The body cam video from the Dylan Noble shooting has just been released. The investigation is still on-going but the police chief wanted the public to understand the situation a little better. After watching this video, I understand much more clearly why the officers shot the man.
The police were first drawn to Noble by his aggressive driving. When they tried to stop him, he accelerated and it looked like there was going to be a car chase. After a few seconds, however, Noble pulled into a parking lot. The police officers gave him multiple, clear commands about staying in his vehicle, letting them see his hands and not putting his hands behind his back or under his hoodie. He refused to obey any of those commands, exited his vehicle, and made multiple moves under his hoodie with his hand like he was drawing a weapon.
At one point, Noble advanced towards the police while reaching under his hoodie. Officer ordered him to pull his hands out and threatening to shoot him if he did not obey. Noble told the police, “I hate my life,” and advanced on them again, continuing to make a motion like he was drawing a weapon. Noble was shot twice and fell to the ground.
While he was on the ground, Noble reached under his hoodie again and was shot again. When he started to reach again, the officers continued to tell him not to do that and warning him he would be shot again.

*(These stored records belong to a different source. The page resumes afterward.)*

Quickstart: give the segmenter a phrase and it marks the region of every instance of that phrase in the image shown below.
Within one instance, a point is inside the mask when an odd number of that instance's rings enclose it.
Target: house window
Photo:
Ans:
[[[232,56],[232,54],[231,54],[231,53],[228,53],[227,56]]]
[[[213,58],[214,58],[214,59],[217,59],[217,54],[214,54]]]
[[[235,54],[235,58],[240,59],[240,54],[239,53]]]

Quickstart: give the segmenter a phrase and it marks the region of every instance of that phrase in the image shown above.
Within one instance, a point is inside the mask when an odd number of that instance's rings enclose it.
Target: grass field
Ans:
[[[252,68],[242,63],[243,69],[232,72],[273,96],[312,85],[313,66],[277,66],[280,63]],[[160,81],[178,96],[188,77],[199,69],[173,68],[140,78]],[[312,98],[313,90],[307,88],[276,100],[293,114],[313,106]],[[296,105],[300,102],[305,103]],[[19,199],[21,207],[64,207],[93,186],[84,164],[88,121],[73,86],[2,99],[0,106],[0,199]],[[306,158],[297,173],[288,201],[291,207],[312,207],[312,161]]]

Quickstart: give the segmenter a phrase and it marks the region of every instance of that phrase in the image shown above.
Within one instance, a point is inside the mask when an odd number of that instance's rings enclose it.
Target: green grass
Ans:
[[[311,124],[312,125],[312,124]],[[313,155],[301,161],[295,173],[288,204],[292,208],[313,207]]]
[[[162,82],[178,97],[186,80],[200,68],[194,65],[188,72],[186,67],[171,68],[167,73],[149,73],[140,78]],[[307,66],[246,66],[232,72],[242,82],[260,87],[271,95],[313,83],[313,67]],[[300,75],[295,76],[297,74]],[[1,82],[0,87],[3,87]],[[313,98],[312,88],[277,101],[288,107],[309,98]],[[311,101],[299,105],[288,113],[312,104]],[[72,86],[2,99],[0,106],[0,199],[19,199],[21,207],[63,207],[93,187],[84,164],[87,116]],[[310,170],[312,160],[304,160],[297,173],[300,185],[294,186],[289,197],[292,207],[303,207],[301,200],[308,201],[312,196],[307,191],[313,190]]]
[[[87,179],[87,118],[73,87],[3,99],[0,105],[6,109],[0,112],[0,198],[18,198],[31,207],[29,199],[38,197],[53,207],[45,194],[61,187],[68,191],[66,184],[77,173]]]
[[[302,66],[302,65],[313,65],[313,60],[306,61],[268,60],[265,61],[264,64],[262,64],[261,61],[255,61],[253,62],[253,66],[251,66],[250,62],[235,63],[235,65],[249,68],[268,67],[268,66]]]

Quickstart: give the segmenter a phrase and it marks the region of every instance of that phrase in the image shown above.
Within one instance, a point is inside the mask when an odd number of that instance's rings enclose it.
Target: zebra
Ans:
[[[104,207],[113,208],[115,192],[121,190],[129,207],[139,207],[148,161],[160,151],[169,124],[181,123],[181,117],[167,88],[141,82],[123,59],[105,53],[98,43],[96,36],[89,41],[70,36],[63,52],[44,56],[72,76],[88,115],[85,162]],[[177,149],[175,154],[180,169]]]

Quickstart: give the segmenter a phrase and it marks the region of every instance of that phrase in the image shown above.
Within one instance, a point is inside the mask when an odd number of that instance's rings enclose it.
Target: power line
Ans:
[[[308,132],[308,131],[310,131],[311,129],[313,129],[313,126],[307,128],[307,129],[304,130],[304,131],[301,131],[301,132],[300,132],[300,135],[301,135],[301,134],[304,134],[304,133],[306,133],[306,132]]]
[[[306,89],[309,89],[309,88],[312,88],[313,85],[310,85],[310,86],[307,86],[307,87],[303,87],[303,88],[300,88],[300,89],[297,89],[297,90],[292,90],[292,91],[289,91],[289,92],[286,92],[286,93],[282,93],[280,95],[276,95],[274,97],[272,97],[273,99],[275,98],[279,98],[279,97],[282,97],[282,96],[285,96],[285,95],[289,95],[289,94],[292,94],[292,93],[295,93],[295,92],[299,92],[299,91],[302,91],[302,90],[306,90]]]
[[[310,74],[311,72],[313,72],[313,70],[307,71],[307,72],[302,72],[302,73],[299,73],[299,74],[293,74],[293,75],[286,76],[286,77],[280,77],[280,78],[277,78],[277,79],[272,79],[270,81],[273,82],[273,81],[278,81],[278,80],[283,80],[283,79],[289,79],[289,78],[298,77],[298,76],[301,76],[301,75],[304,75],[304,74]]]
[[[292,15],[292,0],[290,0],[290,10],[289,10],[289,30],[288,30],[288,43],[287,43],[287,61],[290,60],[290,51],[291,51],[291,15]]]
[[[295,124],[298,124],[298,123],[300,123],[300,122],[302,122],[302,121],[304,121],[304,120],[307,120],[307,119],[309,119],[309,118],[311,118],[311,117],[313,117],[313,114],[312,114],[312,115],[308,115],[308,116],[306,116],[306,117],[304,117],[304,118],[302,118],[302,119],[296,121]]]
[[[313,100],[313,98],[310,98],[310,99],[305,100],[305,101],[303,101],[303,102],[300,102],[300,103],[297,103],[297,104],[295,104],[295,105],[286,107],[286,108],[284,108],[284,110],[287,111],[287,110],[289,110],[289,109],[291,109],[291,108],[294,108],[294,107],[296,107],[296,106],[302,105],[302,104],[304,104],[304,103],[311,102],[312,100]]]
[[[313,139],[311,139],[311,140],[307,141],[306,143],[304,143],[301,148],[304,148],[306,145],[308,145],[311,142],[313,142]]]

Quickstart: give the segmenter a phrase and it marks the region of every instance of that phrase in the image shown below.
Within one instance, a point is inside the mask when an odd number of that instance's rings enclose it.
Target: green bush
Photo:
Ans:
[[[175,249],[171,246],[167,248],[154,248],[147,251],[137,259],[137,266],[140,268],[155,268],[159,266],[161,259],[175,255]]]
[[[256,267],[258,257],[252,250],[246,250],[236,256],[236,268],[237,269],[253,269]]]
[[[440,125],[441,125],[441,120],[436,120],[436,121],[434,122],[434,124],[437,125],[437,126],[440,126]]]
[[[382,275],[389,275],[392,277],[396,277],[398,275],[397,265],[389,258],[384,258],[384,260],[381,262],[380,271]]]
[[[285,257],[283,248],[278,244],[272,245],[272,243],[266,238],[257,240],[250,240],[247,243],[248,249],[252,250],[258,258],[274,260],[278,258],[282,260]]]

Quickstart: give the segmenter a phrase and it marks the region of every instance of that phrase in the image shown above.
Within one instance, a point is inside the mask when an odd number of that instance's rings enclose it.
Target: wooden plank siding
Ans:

Noble reached under the hoodie once more and was shot for the final time.
As I said, this case is still under investigation and the body cam videos are just one piece of the evidence. Whether the officers are cleared or found in violation of a law or departmental policy is yet to be seen. What is completely clear to me, though, is that Dylan Noble controlled the situation. He could have complied with the verbal commands he was given and deescalated the situation. He would have probably received a traffic citation or possibly even been arrested for his aggressive driving.
Instead, it appeared that he wanted to commit suicide by the police and he got his wish. The investigation will determine if the police’s use of deadly force was justified. After watching the video, I am not about to second guess the officers. It was a tough situation and they gave Noble many, many opportunities to stay in his vehicle, show them his hands, and get down on the ground. Noble ignored every verbal command the police gave him.
As I said at the beginning of Part One of this article, these are complex issues. I am just sharing a few thoughts based on my own experience in law enforcement. I don’t expect everyone to agree with everything I have written. Something I hope that we can agree on, however, is that we need to support our police officers. They are the Thin Blue Line that protects our society from lawlessness and from the predators in our society.